Le femmine di questa specie parassita sono non vedenti e non abbandonano mai il corpo della vespa che le ‘ospita’; i maschi devono invece lasciare il corpo dell’insetto per fecondare le femmine [missione dopo la quale, come molte altre specie di insetti, muoiono] e per compiere l’eroica impresa hanno sviluppato un sistema visivo piuttosto ‘voluminoso’ composto da migliaia di piccoli ‘occhietti’ (ognuno dei quali ha un diametro di 65 micron, 65 milionesimi di metro) che fungono da lenti e ricettori grazie ai quali catturare le informazioni visive (ricostruite poi da un set-up neurale che gli scienziati stimano ‘occupino’ come processo il 75% del cervello dell’insetto parassita).

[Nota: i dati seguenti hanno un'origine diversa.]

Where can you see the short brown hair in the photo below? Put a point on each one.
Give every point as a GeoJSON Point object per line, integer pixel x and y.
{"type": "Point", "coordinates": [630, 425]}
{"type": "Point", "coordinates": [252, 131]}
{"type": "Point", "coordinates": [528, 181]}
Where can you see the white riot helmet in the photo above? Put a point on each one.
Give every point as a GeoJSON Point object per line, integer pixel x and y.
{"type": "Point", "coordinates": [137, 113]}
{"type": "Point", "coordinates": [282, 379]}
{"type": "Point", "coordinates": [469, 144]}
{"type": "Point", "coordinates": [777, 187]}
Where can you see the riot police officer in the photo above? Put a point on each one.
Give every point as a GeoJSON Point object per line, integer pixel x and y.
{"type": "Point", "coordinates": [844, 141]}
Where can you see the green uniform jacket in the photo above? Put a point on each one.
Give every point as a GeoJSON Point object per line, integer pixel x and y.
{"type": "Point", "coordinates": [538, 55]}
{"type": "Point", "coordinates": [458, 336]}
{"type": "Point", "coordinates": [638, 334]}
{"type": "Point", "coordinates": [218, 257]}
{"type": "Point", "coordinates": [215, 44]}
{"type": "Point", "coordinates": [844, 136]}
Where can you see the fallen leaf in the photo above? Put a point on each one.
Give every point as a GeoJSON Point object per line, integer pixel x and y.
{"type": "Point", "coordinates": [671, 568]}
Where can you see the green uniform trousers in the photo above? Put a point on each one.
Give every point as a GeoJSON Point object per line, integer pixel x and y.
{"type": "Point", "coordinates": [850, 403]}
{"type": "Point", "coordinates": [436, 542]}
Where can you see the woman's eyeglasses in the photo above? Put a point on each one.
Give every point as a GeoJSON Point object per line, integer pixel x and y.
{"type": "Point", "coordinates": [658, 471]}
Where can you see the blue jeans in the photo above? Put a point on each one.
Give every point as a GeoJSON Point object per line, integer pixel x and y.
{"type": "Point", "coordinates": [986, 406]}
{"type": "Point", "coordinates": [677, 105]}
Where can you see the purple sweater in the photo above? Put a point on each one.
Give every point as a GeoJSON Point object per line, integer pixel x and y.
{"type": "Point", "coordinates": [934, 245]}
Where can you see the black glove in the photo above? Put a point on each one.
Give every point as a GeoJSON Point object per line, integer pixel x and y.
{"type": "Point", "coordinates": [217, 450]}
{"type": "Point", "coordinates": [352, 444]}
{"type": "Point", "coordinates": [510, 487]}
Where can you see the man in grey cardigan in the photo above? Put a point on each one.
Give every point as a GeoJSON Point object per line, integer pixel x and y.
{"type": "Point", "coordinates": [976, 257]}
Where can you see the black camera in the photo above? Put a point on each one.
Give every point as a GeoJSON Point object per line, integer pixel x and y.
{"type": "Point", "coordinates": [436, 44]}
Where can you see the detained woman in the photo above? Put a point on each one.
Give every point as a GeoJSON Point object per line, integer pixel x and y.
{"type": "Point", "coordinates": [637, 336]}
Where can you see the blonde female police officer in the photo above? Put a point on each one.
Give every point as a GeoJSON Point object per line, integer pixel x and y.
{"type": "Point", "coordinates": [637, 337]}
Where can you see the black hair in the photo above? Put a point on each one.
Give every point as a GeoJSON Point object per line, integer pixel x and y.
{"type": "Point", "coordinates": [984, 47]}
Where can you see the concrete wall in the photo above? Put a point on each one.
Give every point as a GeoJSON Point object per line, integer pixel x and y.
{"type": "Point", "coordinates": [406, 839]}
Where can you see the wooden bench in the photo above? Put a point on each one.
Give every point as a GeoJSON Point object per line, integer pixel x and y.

Questa lunga premessa è doverosa per spiegare perché, quasi vent’anni dopo questa scoperta, si torna oggi a parlare degli Xenos peckii. Un gruppo di ricercatori presso la Fraunhofer Society in Germania (si tratta di una organizzazione pubblica finanziata dal governo tedesco) ha approfondito le ricerche sul ‘metodo visivo’ adottato dal parassita per replicarlo tecnologicamente e utilizzarlo come base nello sviluppo di nuove micro-fotocamere più potenti ed avanzate da installare ed integrare negli smartphones. I cosiddetti ‘occhi composti’ degli insetti, generalmente offrono una risoluzione peggiore dell’immagine rispetto all’occhio umano (cui è ispirato il funzionamento delle fotocamere moderne: la luce come energia elettromagnetica viene catturata da una lente ed entra negli occhi agendo sui fotoricettori posti sulla retina, processo che avvia percorsi neurali che consentono al cervello di ‘restituire’ l’immagine) ma garantiscono un campo visivo molto più ampio; la ‘scoperta straordinaria’ legata agli Xenos peckii è che la loro struttura visiva offre un bilanciamento ed un compromesso tra questi due estremi, ossia una buona risoluzione dell’immagine unita all’ampiezza del campo visivo. Da qui l’idea dei ricercatori di ‘replicarne’ tecnologicamente il funzionamento.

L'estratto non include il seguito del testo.